For that reason, these services must be clear before the project begins. This allows the client to know what is being ordered and the agency to assign the right resources.

LinguaVox and value-added services

LinguaVox can combine translation, revision, terminology management, multilingual desktop publishing, web localization, transcription, subtitling, voice-over, post-editing and revision of third-party translations according to the needs of the project.

These services are useful in technical, medical, legal, audiovisual, web, corporate and multilingual projects.

Frequently asked questions about value-added services

What are value-added services in translation?

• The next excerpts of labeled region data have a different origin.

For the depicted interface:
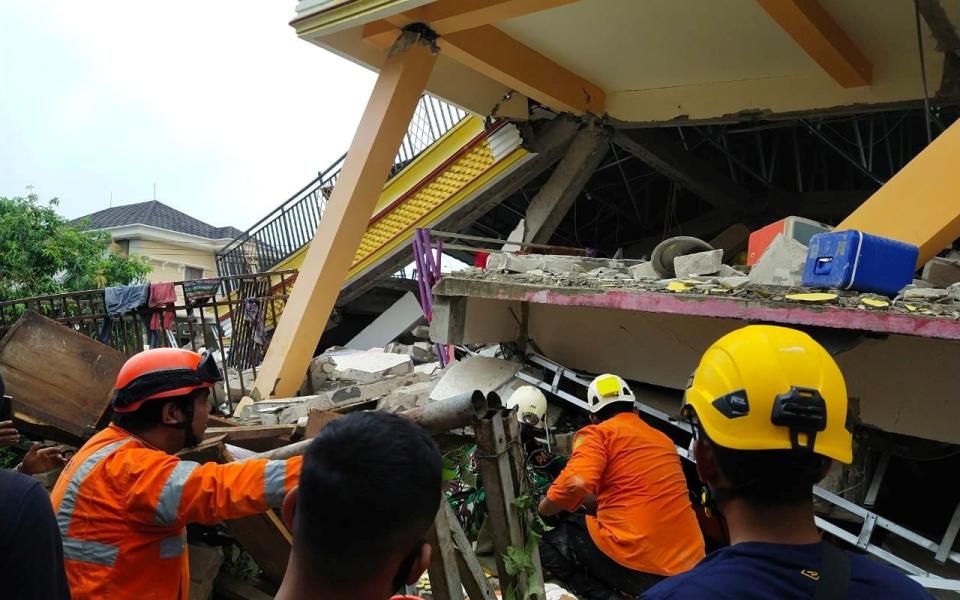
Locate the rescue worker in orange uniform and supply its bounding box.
[52,348,302,600]
[539,375,704,600]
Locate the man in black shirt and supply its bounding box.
[0,470,70,600]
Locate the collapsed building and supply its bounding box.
[5,0,960,590]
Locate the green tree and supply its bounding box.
[0,194,150,301]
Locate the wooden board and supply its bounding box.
[0,311,127,443]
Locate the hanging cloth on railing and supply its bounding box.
[183,277,220,306]
[98,285,150,344]
[147,283,177,331]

They are tasks that complement the main translation, such as localization, desktop publishing, subtitling, transcription, terminology management, third-party revision, back-translation or cultural adaptation.

Are these services always included in a translation?

No. They have to be agreed according to the project. A standard translation may not include desktop publishing, subtitles, in-context revision, glossaries or proofreading if they have not been ordered.

What is the difference between translation and localization?

Translation transfers content from one language to another. Localization adapts that content to the target market, including cultural usage, format, tone, currency, references, web navigation or local conventions.

Is subtitling considered ordinary translation?

Not exactly. Subtitling combines translation, adaptation, segmentation and timing control. The text has to fit the image, the reading speed and the space available.

Is post-editing part of ISO 17100?

The current edition of ISO 17100 does not cover raw machine translation output plus post-editing as a service in its own right. For machine translation post-editing, the specific reference is ISO 18587.

When is multilingual desktop publishing useful?

It is useful when the translated document has to preserve a design or be published in final format: catalogues, manuals, presentations, brochures, labels, InDesign documents or corporate materials.